Halakhic texts relating to this article
- Torah:: Deuteronomy 22:6
- Babylonian Talmud:: Chullin 140b
- Mishneh Torah:: Hilchot Schechita 13
- Shulchan Aruch:: Yoreh Deah 292

= Shiluach haken =

Jewish commandment

Shiluach haken (שִׁלּוּחַ הַקֵּן) is one of the 613 commandments in Judaism that enjoins one to scare away a mother bird before taking her young or her eggs.

The Torah promises longevity to someone who performs this commandment. In the Talmud, Elisha ben Abuyah is reputed to have fallen into disbelief after witnessing a boy dying from the fall after doing this commandment.

==Sources==
The commandment is found in :

Should a bird's nest appear before you on the way, on any tree or on the earth, chicks or eggs, and the mother resting on the chicks or the eggs: You shall not take the mother with the offspring. You shall send away the mother, and take the offspring for yourself, so that it be good for you, and your days be long.

==Theological ramifications==
===Compassion or cruelty?===
Natan Slifkin has described two different approaches which Jewish thinkers have historically taken to this commandment. According to the rationalist approach, the purpose of the commandment is compassion: either to spare the mother bird the distress of seeing its eggs taken, or to limit the greed inherent in killing animals for one's use, or a similar reason. Conversely, the mystical approach sees the commandment as an act of cruelty to the bird rather than compassion: in fact, the bird's suffering causes God to consider Israel's suffering at the hands of its enemies, and thus leads God to rescue Israel.

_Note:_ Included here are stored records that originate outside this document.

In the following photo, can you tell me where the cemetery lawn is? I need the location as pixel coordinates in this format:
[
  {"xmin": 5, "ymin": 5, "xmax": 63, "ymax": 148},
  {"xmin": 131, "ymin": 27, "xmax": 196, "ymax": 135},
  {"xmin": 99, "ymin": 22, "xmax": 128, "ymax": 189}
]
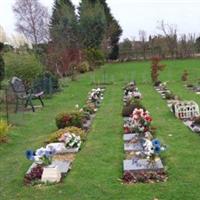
[{"xmin": 0, "ymin": 59, "xmax": 200, "ymax": 200}]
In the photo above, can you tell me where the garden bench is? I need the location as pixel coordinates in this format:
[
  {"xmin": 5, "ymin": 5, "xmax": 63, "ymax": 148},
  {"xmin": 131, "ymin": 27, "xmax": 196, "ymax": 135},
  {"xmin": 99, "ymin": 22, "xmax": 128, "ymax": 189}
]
[{"xmin": 11, "ymin": 77, "xmax": 44, "ymax": 112}]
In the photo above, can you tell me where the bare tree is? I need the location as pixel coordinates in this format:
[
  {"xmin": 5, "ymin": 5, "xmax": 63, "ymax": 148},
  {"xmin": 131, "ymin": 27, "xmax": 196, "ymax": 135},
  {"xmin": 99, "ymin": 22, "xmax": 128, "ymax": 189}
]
[
  {"xmin": 13, "ymin": 0, "xmax": 50, "ymax": 44},
  {"xmin": 139, "ymin": 30, "xmax": 148, "ymax": 60},
  {"xmin": 157, "ymin": 21, "xmax": 177, "ymax": 58},
  {"xmin": 0, "ymin": 25, "xmax": 7, "ymax": 43}
]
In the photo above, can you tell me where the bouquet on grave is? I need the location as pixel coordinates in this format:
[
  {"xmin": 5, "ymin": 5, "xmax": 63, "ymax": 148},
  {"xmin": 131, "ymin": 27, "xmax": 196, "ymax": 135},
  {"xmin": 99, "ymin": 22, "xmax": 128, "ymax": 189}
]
[
  {"xmin": 26, "ymin": 147, "xmax": 56, "ymax": 166},
  {"xmin": 142, "ymin": 139, "xmax": 166, "ymax": 164},
  {"xmin": 126, "ymin": 108, "xmax": 152, "ymax": 134},
  {"xmin": 59, "ymin": 133, "xmax": 81, "ymax": 148},
  {"xmin": 88, "ymin": 88, "xmax": 104, "ymax": 106}
]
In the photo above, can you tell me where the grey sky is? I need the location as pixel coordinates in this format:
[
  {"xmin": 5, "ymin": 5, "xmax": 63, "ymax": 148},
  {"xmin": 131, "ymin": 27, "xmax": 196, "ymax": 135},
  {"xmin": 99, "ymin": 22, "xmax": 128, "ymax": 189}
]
[{"xmin": 0, "ymin": 0, "xmax": 200, "ymax": 38}]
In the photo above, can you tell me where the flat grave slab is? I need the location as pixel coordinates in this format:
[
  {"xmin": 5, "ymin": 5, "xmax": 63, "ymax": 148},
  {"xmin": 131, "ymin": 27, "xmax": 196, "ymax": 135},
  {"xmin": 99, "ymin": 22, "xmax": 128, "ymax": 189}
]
[
  {"xmin": 41, "ymin": 166, "xmax": 61, "ymax": 183},
  {"xmin": 123, "ymin": 159, "xmax": 164, "ymax": 173},
  {"xmin": 51, "ymin": 160, "xmax": 71, "ymax": 174},
  {"xmin": 123, "ymin": 134, "xmax": 137, "ymax": 142}
]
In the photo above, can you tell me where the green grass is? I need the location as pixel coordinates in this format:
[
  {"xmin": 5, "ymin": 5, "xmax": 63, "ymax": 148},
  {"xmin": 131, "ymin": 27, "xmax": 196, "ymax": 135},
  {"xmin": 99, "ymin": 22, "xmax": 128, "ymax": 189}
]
[{"xmin": 0, "ymin": 60, "xmax": 200, "ymax": 200}]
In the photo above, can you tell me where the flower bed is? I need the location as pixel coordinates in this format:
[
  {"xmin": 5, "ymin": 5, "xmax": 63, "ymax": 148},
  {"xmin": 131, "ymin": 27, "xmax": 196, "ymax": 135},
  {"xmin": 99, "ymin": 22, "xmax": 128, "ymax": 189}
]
[
  {"xmin": 155, "ymin": 83, "xmax": 200, "ymax": 133},
  {"xmin": 122, "ymin": 82, "xmax": 167, "ymax": 184},
  {"xmin": 24, "ymin": 88, "xmax": 104, "ymax": 185}
]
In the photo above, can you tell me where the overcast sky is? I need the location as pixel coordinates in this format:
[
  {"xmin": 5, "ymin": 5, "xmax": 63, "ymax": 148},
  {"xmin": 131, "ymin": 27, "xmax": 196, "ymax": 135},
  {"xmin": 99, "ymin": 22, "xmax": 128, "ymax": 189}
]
[{"xmin": 0, "ymin": 0, "xmax": 200, "ymax": 38}]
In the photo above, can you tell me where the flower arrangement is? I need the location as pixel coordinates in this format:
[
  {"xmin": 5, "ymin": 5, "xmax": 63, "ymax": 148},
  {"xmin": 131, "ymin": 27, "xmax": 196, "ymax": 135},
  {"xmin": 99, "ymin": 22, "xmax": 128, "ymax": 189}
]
[
  {"xmin": 59, "ymin": 133, "xmax": 81, "ymax": 148},
  {"xmin": 88, "ymin": 88, "xmax": 104, "ymax": 107},
  {"xmin": 124, "ymin": 108, "xmax": 152, "ymax": 134},
  {"xmin": 26, "ymin": 147, "xmax": 56, "ymax": 166},
  {"xmin": 0, "ymin": 120, "xmax": 10, "ymax": 142},
  {"xmin": 122, "ymin": 81, "xmax": 167, "ymax": 184},
  {"xmin": 143, "ymin": 139, "xmax": 166, "ymax": 163},
  {"xmin": 46, "ymin": 126, "xmax": 86, "ymax": 143},
  {"xmin": 24, "ymin": 165, "xmax": 43, "ymax": 185}
]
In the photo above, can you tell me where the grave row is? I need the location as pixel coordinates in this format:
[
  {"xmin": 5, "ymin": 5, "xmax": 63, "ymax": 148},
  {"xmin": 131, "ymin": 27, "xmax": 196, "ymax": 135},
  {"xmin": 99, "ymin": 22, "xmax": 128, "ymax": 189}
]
[
  {"xmin": 154, "ymin": 82, "xmax": 200, "ymax": 133},
  {"xmin": 123, "ymin": 82, "xmax": 167, "ymax": 184},
  {"xmin": 185, "ymin": 84, "xmax": 200, "ymax": 95},
  {"xmin": 24, "ymin": 88, "xmax": 105, "ymax": 185}
]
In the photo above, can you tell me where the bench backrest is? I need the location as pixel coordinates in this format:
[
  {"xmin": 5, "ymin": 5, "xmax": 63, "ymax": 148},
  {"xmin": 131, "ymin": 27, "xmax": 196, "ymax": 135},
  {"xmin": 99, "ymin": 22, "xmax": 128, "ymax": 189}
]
[{"xmin": 11, "ymin": 77, "xmax": 26, "ymax": 98}]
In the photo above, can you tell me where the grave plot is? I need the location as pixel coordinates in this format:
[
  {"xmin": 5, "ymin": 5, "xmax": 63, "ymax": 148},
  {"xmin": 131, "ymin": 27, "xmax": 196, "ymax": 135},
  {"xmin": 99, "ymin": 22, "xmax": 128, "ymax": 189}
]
[
  {"xmin": 155, "ymin": 82, "xmax": 200, "ymax": 133},
  {"xmin": 185, "ymin": 84, "xmax": 200, "ymax": 95},
  {"xmin": 122, "ymin": 82, "xmax": 167, "ymax": 184},
  {"xmin": 24, "ymin": 88, "xmax": 104, "ymax": 185}
]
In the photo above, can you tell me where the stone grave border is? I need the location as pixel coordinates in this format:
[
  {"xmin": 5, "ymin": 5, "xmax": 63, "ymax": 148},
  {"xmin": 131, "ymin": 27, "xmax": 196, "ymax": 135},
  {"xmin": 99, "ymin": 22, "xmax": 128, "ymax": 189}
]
[
  {"xmin": 122, "ymin": 82, "xmax": 167, "ymax": 184},
  {"xmin": 25, "ymin": 87, "xmax": 105, "ymax": 185}
]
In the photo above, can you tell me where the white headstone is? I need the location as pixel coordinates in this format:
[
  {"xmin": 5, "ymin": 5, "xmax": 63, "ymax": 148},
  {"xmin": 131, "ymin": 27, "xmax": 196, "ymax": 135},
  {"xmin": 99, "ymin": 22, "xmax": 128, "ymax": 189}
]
[{"xmin": 42, "ymin": 167, "xmax": 61, "ymax": 183}]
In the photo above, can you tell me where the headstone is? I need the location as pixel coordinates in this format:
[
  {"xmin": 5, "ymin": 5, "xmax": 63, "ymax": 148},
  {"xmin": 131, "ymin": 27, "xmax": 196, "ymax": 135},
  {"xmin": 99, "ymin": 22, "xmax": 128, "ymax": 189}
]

This dispute has practical ramifications, as the rationalist approach rules the commandment can only be done when one plans to eat the eggs (thus minimizing the birds' pain when pain is unavoidable), while the mystical approach calls on Jews to shoo away any mother bird even if they do not plan to take the eggs (thus maximizing the birds' pain).

===Theodicy===
As this is one of the few individual commandments for which a specific reward is promised in the text, it became a locus classicus in Talmudic literature for discussion of theodicy.

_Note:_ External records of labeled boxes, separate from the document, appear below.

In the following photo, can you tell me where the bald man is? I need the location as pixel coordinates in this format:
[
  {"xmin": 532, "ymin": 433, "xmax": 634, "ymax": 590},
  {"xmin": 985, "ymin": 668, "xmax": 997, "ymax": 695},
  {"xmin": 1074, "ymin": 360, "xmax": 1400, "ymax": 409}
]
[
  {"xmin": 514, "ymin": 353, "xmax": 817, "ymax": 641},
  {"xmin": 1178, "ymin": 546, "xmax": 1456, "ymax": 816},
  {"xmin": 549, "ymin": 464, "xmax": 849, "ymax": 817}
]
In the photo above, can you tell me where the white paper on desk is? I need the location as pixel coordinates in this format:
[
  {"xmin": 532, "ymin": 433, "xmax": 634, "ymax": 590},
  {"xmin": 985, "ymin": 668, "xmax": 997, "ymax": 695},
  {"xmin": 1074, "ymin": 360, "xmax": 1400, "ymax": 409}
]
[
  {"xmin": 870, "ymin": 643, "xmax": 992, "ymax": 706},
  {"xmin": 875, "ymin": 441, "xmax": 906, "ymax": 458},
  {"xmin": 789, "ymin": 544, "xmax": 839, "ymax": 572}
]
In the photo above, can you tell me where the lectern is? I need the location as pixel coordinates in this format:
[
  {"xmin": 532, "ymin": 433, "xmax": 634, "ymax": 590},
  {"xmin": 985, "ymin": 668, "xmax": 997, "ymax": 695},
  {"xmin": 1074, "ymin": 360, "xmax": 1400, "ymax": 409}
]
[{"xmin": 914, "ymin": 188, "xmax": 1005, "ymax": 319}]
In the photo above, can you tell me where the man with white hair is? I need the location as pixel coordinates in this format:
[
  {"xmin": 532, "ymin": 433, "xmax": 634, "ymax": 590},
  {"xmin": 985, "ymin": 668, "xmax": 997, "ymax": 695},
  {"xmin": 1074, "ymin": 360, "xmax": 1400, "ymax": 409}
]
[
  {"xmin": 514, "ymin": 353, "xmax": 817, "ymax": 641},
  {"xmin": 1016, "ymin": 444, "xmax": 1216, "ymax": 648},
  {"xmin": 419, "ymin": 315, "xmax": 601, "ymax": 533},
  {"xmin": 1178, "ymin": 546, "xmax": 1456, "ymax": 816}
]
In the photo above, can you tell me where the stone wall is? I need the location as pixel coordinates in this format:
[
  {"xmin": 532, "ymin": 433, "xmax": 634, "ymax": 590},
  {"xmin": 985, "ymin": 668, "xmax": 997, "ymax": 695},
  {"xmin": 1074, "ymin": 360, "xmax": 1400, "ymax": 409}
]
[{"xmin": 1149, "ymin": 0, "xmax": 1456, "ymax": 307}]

One example of this is in Kiddushin 39b which discusses the problem whether the reward for commandments is in this world or the next. The explanation given in Pirkei Avot, is that the reward isn't in this world, but rather in Olam Habah, the next world.

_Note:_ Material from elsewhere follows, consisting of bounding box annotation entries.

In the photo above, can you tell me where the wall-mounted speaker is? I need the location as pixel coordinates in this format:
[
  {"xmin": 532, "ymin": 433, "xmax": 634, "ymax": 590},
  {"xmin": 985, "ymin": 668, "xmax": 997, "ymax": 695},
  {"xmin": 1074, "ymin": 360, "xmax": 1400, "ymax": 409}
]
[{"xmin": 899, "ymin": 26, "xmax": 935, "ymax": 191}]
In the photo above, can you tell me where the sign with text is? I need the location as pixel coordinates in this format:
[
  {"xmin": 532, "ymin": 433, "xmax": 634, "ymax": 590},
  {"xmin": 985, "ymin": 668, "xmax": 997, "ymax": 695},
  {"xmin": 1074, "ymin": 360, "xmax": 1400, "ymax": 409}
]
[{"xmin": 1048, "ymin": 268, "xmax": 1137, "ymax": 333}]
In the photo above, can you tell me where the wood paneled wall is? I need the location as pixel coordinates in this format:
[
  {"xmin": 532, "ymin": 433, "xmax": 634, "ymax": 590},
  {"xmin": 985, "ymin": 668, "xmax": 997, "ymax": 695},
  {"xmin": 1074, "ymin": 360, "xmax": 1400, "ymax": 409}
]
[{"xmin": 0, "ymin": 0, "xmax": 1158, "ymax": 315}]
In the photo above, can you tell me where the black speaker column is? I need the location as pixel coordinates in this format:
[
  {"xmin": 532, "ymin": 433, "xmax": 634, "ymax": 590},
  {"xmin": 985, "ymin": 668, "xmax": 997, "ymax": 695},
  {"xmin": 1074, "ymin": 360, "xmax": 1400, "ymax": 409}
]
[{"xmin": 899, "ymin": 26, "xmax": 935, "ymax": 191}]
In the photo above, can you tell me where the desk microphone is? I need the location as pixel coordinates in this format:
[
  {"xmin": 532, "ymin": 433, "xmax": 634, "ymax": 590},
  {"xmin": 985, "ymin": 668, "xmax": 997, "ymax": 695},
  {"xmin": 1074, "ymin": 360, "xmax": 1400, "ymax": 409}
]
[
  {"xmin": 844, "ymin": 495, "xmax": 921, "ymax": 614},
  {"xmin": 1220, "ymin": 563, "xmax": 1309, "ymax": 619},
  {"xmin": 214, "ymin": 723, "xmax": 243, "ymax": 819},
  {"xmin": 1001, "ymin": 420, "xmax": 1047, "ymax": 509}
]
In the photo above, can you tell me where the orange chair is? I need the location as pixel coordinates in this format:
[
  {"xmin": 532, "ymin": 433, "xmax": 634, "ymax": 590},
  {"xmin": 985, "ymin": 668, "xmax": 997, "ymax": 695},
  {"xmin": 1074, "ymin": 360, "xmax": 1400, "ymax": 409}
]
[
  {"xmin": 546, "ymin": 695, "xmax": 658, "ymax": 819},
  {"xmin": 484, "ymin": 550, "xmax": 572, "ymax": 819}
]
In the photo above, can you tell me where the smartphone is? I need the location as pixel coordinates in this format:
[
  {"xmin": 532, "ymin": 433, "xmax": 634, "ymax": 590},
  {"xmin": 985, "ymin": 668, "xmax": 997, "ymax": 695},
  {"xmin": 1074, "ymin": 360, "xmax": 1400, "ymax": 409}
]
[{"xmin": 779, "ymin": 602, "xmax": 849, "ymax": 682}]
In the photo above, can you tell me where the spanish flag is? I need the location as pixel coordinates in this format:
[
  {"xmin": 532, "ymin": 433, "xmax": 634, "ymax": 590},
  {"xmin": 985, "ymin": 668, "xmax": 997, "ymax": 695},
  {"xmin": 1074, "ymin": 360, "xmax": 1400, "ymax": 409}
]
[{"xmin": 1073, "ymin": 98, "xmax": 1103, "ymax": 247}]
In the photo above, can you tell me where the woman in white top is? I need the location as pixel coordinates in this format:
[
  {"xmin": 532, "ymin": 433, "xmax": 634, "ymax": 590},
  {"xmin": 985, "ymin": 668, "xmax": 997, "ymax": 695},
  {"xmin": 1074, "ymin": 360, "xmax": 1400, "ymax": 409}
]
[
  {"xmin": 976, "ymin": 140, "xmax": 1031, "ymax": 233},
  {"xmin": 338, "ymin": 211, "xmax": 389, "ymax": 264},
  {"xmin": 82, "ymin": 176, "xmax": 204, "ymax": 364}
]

In addition, the Talmud famously records that Elisha ben Abuyah saw a child fall off the ladder while performing this commandment at the behest of his parents: so, while performing two mitzvot (that is, both "sending-away the nest" and obeying one's parents), both of which are notable for their unusual promise of a reward of longevity. This irreconcilable lack of theodicy led him away from Judaism. The Talmud says had Elisha known that reward for a Mitzva is only in the next world, he would not have left Judaism.

==Cultural references==
The metaphor of Shiluach haken is used in David Vollach's 2007 movie My Father My Lord, where the main character shoos away a mother bird just before the death of his own son, after the mother was "sent away" from the boy.